As relações de exploração exercem influência determinante nos processos sociais e na organização da sociedade mesmo quando não se expressam em lutas políticas conscientes entre classes. Por exemplo, a necessidade de fortalecer as relações de propriedade e de garantir e reforçar a apropriação dos excedentes em face da resistência dos produtores diretos afeta profundamente a natureza das formas jurídicas e políticas de uma dada sociedade, além de expressarem-se em formas ideológicas, em atitudes relativas ao trabalho, na justificação das hierarquias sociais etc., mesmo quando tais produtores não se apresentam conscientemente organizados como classe. Como propôs E. P. Thompson, se a classe é algo além de um construto teórico imposto aos registros históricos, é porque ela pode ser vista como um padrão que se manifesta nas relações sociais, nas ideias e nas instituições se as analisamos ao longo de um determinado período e, em especial, nos contextos de transformação social (Thompson, 1968: 10-11).

Tal perspectiva, contudo, não se confunde com aquela que submete a existência da classe à manifestação da sua consciência, mas implica em que a classe, para ter algum sentido de fato, precisa de algo mais do que uma existência declarada apenas por uma definição. Ora, é imperioso que sejamos capazes de demonstrar sua manifestação no processo histórico e na articulação das relações sociais e políticas, esteja ou não a sua dinâmica evidenciada em claras manifestações de consciência de classe. Trata-se, portanto, de demonstrar como a condição de classe afeta efetivamente o processo histórico.

5 - A resistência camponesa

Ainda que meu contexto fundamental de análise aqui consista na transição, não é demais considerar que a resistência camponesa foi um elemento pervasivo na história romana, em especial no processo de expansão do latifúndio, desde que consideremos, uma vez mais com Ellen Wood, “que a característica distintiva da sociedade romana tenha sido não tanto a extensão que a escravidão atingiu na sua estruturação econômica, mas o caráter único e singular assumido ali pelas relações tecidas entre os produtores livres e os apropriadores, em especial entre a aristocracia fundiária e o campesinato” (Wood, 2002: 17). Teriam sido essas as relações determinantes, fazendo do escravismo um “efeito”, uma variável dependente.

Na república romana anterior à expansão, os camponeses produziam excedentes para os senhores fundiários na condição de rendeiros, meeiros, trabalhadores temporários, havendo um alcance limitado para o trabalho externo à unidade familiar camponesa. A aproximação do fim da República configurou um contexto caracterizado por enorme concentração e disparidade de riqueza, por um aparato imperial crescente, a par de um crescimento acentuado da escravidão e pela substituição parcial dos camponeses pelos escravos em parte do império. Também aqui, portanto, a questão da escravidão é, em primeiro lugar e acima de tudo, a questão do campesinato. Se a história da escravidão em Roma constitui um capítulo da história do campesinato, ela é também a história da expropriação camponesa e das lutas pela terra.

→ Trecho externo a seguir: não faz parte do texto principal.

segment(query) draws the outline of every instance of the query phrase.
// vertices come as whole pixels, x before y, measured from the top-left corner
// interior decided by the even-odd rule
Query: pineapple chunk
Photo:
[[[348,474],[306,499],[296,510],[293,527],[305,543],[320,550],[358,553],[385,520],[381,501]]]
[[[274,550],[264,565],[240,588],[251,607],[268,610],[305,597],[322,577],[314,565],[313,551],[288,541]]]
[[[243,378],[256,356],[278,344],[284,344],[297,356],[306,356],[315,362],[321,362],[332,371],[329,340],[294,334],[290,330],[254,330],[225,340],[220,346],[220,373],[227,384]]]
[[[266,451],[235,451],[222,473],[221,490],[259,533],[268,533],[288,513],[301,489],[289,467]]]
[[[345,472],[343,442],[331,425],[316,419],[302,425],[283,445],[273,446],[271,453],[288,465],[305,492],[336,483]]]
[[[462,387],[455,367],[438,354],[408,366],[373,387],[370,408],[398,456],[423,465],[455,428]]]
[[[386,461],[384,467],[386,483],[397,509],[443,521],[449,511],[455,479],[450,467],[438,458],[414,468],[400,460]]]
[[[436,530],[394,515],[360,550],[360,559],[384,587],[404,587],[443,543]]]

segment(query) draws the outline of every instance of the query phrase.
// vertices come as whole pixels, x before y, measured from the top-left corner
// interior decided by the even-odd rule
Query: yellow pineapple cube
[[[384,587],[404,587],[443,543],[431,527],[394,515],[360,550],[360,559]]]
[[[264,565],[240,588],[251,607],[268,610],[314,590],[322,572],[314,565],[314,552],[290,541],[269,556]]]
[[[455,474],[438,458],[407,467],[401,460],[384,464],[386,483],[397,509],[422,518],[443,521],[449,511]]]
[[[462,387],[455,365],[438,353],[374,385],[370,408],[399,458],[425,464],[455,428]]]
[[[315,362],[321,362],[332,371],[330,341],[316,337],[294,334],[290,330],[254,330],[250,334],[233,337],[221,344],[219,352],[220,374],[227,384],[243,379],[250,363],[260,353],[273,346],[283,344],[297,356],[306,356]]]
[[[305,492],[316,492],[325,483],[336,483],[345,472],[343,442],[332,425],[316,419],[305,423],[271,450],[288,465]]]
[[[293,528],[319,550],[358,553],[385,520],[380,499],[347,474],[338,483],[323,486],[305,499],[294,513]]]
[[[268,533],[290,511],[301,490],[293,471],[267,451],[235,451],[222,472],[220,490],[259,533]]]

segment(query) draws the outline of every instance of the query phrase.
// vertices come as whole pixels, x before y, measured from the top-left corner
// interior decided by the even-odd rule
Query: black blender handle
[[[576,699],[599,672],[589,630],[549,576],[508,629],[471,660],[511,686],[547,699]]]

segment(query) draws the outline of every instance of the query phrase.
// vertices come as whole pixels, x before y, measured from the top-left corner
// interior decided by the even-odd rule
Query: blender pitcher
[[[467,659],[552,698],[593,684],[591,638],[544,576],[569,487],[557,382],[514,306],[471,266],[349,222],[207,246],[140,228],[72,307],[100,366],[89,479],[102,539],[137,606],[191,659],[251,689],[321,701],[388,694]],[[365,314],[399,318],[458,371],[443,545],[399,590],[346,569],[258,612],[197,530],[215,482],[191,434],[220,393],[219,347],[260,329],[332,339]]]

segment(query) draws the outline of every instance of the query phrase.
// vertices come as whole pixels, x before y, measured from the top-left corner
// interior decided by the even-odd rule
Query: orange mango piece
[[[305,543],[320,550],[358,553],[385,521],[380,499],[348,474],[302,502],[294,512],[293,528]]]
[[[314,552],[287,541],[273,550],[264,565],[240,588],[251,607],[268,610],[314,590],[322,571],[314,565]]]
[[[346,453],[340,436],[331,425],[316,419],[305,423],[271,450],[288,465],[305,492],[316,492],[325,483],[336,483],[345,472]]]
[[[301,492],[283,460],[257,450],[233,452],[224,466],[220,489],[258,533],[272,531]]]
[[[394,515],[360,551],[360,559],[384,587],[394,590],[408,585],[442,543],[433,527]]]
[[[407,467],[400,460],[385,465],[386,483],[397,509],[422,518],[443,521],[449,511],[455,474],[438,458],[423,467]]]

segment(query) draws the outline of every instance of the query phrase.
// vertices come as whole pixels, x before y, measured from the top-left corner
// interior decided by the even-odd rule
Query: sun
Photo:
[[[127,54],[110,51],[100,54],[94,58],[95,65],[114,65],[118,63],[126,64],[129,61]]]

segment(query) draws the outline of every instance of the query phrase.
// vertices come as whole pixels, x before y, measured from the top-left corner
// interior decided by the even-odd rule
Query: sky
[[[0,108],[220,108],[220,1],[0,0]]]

O campesinato representou o principal sustentáculo militar da expansão imperial romana e, para muitos camponeses, foi por meio de sua exploração como soldados que produziram a riqueza de seus compatriotas aristocratas. Isso teve efeitos contraditórios. A função militar do campesinato, por exemplo, foi a base para a escravidão de várias formas: não apenas no sentido óbvio de que o suprimento de escravos era diretamente dependente da conquista militar, ou de que os camponeses ausentes eram sempre substituídos pelos escravos na produção agrícola, mas também no sentido de que a ausência frequente e prolongada dos camponeses nas campanhas militares foi um fator crítico favorável à sua expropriação. As atividades militares do campesinato tornaram-nos menos disponíveis para exploração direta em virtude de sua ausência física, mas sem dúvida também em razão dos poderes de resistência derivados da posse de armas.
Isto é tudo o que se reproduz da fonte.